Threats and harrassment from the regime eventually lead to the removal of the post and deletion of Ali’s Instagram account, however, the group did not back down. They continued to meet, visiting other injured protesters, going to the graves of those who had been killed and supporting families who had suffered at the violence of the regime. 

Ali, for his part in these activities, was heavily targeted, and on 23 December 2023, while visiting the graves of murdered protesters in Behesht-e Zahra cemetery, Ali was ambushed, blindfolded, loaded into a van, and taken to Evin Prison, where he was held in solitary confinement for 33 days. 

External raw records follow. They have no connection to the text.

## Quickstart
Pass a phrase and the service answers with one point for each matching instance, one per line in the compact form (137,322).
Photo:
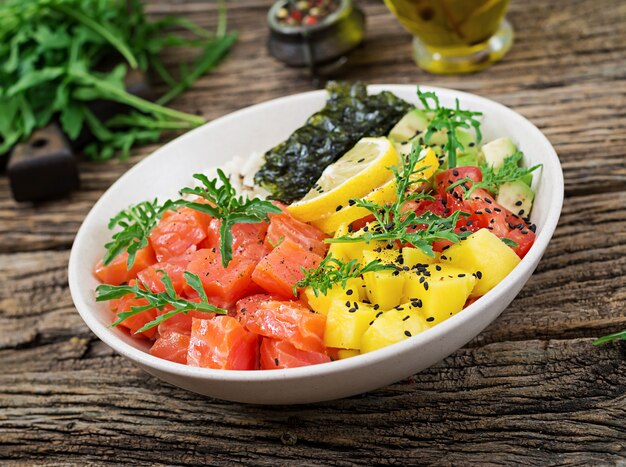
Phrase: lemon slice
(364,167)
(383,194)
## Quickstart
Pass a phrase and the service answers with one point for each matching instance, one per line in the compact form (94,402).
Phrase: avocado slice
(496,151)
(517,197)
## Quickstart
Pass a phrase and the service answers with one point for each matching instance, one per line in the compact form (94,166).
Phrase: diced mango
(392,326)
(321,302)
(439,291)
(346,323)
(484,255)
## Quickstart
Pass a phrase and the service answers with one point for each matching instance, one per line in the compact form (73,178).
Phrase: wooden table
(530,389)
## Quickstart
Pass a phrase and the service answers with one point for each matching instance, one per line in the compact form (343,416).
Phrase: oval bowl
(259,128)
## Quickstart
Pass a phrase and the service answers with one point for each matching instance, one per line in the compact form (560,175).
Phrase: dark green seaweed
(291,168)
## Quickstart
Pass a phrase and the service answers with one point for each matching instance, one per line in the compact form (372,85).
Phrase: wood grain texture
(530,389)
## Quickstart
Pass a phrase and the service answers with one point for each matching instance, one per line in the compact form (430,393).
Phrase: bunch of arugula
(158,300)
(136,222)
(493,179)
(395,223)
(333,271)
(448,120)
(53,64)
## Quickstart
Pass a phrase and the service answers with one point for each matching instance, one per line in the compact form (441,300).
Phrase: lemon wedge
(363,168)
(383,194)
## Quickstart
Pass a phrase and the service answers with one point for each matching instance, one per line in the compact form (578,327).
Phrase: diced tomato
(222,343)
(176,232)
(116,272)
(226,284)
(248,239)
(172,346)
(286,320)
(486,213)
(276,354)
(285,227)
(152,276)
(136,322)
(281,269)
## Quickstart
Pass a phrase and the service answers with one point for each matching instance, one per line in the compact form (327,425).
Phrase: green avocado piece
(494,152)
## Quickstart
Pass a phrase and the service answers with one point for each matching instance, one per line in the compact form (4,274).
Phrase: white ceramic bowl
(258,128)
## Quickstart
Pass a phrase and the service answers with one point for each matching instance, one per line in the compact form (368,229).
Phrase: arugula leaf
(333,271)
(394,223)
(105,292)
(493,179)
(230,209)
(57,72)
(448,120)
(136,223)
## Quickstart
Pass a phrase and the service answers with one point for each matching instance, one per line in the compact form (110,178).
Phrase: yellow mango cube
(484,255)
(392,326)
(347,353)
(438,291)
(346,323)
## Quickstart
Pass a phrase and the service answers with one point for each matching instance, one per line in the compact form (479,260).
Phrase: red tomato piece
(172,346)
(285,227)
(284,320)
(248,239)
(222,343)
(152,276)
(225,284)
(276,354)
(486,213)
(116,272)
(280,270)
(136,322)
(176,232)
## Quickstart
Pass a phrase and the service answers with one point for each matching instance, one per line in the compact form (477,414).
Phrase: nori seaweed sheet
(291,168)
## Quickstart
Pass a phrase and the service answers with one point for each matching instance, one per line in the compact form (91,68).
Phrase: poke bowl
(254,130)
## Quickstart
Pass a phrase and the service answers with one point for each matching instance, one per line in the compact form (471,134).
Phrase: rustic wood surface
(531,389)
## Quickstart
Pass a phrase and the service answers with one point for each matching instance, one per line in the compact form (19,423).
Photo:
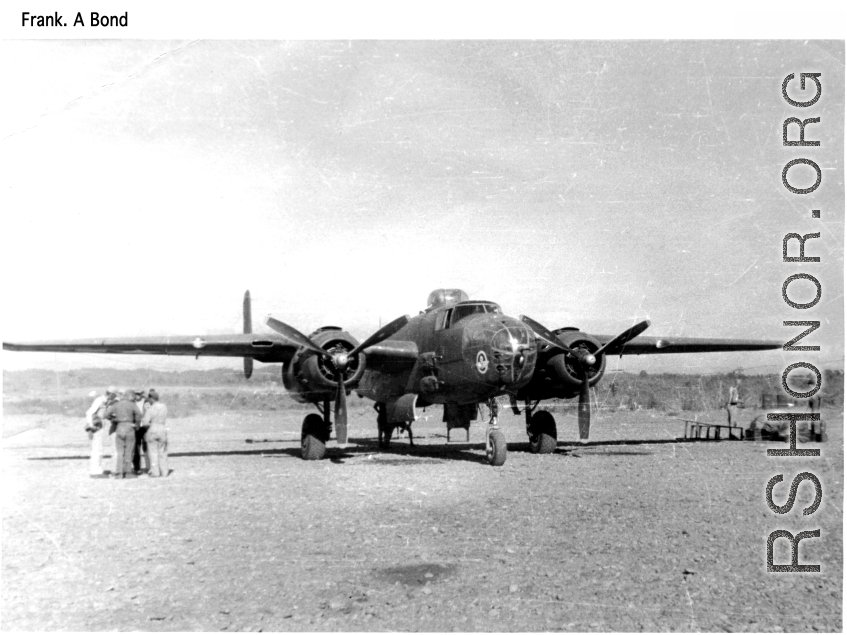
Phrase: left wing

“I was allowed just 30 seconds to call my family. I told them, ‘They’ve taken me. I’m in prison.’ Then the line cut.” 

He wasn’t allowed a lawyer. 

“They interrogated me constantly. One officer said to me, ‘We shot you in the eye, and we’re glad we did. You deserved it.’”

After more than a month, he was released on bail — five billion Toman (equivalent of $100,000USD). He was later sentenced to lashes, a fine, and a suspended prison sentence. 

“It wasn’t enough for them that they had taken my eye, imprisoned me and taken bail for my release.”

Ali says the days in confinement were the hardest. He says that he would try to sleep, but at 4AM speakers would blast the Adhan into the cells shocking them awake. But he says that in the yard it was different. The prisoners would be able to speak to each other, and he even tells us about seeing another protester who had suffered an eye injury during protests, Amir Velayati, who was also in the viral picture taken that night after the theatre. 

“It was more relaxed in the yard, Amir and I reminisced over having seen each other at the cemetery and now there we were.”

Eventually, he was able to leave Iran with the help of others.

“It was winter. I didn’t have a passport or military exemption. I had to leave through the mountains. I crossed into Turkey on 17 February 2025. Now I’m trying to reach Germany.”

Since we spoke with Ali in April, he has safely reached Germany where he now resides. 

Ali carries no regret. 

“Some people told me I was stupid for going. They say, ‘What changed?’ But I know why I went. I went for Mahsa. For those who were killed without justice. For my country. When people see me now and say, ‘Bless your parents for raising someone like you,’ that’s enough for me.”

Ali was once an ordinary young man with a quiet routine. He is still that person. But now, his story carries the weight of a generation’s fight — and he continues to be focused on a better tomorrow.

“We don’t all have to think the same politically. Monarchist, republican — whatever. Our common enemy is the Islamic Republic. After it’s gone, then we can decide our future. But until then, we need unity.”